Developing the new novel
Everything I’ve learnt about writing – the hard way, through graft and disappointment – seemed to have paid off when I began this novel. I had a good idea. I spent several months developing it, spending quite a lot of time working on character development as well as writing reams of back story. This was vital because the novel is the first in a series and I had to make sure – before I started – that there was enough story to generate future novels. I needn’t have worried – I’ve got the next four novels roughly outlined (in a single paragraph) and have listed ideas for others. This is a story that can go forwards as well as flash back.
Discipline
Almost everything about this novel has been a new experience: I gave myself VERY tight parameters to work with. I’ve heard other writers say often that one shouldn’t restrict oneself in any way, but for me, the tighter the rules, the better I write. For a start, I know that I tend to overwrite. Too long, too unwieldy – massive sci-fi tomes that no one would want to publish. Huge books in the past have exhausted me so I reigned myself in hard and demanded that I only write 80 000 words. I even worked out how many words per chapter I needed, world building chapters needing more, action chapters needing less. I also wrote down exactly when I’d worked each day. This was mostly an irrelevant exercise because it honestly didn’t matter, but the very act of writing down the date and start and end time made it feel real and professional and kept me going.
Death and taxes
The day after my step-father died, I finished the novel. When he told me in February that he had terminal cancer, I realised waiting for his death was going to be truly awful.

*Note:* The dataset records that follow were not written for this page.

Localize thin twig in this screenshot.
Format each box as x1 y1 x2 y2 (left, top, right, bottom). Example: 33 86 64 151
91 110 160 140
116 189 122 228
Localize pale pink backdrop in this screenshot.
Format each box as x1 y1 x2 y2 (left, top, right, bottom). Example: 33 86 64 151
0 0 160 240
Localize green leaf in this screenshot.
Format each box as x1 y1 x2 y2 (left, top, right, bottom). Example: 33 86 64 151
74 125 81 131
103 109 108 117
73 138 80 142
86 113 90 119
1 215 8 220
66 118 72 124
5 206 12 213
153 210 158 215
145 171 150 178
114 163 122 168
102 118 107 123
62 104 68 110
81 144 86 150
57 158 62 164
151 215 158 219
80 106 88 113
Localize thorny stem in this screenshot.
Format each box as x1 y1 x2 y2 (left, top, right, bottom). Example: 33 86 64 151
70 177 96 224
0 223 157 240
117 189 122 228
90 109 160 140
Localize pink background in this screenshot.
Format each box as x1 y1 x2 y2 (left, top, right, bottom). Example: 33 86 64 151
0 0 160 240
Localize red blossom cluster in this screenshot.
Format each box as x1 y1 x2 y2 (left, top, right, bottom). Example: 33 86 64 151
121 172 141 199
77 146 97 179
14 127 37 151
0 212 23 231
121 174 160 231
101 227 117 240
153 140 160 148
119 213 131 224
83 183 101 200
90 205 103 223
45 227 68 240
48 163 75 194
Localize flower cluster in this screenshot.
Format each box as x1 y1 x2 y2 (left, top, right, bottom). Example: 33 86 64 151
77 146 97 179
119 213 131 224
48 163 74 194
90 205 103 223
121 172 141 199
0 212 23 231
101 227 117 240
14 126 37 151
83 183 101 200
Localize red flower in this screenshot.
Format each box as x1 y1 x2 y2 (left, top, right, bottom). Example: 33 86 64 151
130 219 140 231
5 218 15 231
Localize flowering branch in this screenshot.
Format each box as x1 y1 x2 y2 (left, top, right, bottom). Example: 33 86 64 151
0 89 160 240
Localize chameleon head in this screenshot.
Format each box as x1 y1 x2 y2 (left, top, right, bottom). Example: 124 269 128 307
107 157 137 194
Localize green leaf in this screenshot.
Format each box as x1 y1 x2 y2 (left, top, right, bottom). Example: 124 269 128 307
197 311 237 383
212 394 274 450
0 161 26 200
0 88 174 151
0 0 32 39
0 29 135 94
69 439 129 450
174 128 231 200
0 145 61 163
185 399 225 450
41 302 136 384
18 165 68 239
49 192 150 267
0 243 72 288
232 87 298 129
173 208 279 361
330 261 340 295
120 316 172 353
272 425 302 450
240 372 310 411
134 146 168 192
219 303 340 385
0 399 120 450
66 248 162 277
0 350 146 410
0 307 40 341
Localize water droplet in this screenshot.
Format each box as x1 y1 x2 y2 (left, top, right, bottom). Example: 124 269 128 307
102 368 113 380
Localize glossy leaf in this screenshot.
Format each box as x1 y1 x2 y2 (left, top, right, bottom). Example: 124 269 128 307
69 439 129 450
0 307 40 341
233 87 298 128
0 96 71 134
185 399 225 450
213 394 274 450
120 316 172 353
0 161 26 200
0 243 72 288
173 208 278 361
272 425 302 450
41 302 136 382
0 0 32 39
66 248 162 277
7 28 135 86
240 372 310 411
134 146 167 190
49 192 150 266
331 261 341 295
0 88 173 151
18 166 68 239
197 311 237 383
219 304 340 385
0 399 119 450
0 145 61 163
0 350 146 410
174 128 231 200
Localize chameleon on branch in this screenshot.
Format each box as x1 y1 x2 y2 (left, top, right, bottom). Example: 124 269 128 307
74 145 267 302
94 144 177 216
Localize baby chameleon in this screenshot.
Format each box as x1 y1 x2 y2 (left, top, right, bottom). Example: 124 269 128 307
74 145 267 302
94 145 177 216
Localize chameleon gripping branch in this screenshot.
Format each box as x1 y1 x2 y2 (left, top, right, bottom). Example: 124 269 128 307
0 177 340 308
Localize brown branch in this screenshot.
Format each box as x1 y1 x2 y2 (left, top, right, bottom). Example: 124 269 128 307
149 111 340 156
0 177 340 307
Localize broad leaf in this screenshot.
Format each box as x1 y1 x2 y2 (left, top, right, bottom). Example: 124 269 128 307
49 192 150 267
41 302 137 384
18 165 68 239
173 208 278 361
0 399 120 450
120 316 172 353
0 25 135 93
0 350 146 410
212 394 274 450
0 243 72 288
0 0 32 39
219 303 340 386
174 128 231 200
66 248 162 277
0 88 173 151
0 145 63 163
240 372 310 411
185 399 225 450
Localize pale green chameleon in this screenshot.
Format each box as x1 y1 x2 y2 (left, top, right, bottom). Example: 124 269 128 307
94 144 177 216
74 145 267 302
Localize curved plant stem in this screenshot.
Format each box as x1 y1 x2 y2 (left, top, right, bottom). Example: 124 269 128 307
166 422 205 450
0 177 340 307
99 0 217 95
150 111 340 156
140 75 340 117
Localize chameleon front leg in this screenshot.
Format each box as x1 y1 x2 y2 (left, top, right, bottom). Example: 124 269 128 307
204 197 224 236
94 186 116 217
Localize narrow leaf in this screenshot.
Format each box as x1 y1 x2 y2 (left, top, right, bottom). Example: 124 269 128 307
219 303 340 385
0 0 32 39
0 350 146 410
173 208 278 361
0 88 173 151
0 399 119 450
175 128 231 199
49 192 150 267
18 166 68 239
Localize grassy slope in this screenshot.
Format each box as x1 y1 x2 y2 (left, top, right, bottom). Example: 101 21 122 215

It was almost impossible for me to take my mind off it – and also the far more complex problems of packing up a childhood home in what is for me now a foreign country. So the novel was born out of the need to keep myself sane, to create something in the face of death.
Magic
In the year she died, my mother said to me – with some disappointment – that she was never going to read anything I’d written. I wasn’t published then (or self-published ... let’s not get a big head here) and anyway, there was nothing I’d written she would have liked. But she would have liked my new novel. It’s not sci-fi. It doesn’t have weird sex. There’s no violence. The characters are mostly quite nice. There are bits that make you laugh. And it’s about magic.
PS Sorry, I’ve repeated myself a bit in this post – just goes to show how out of touch I am with my social media contact! Will endeavour to keep up a bit more!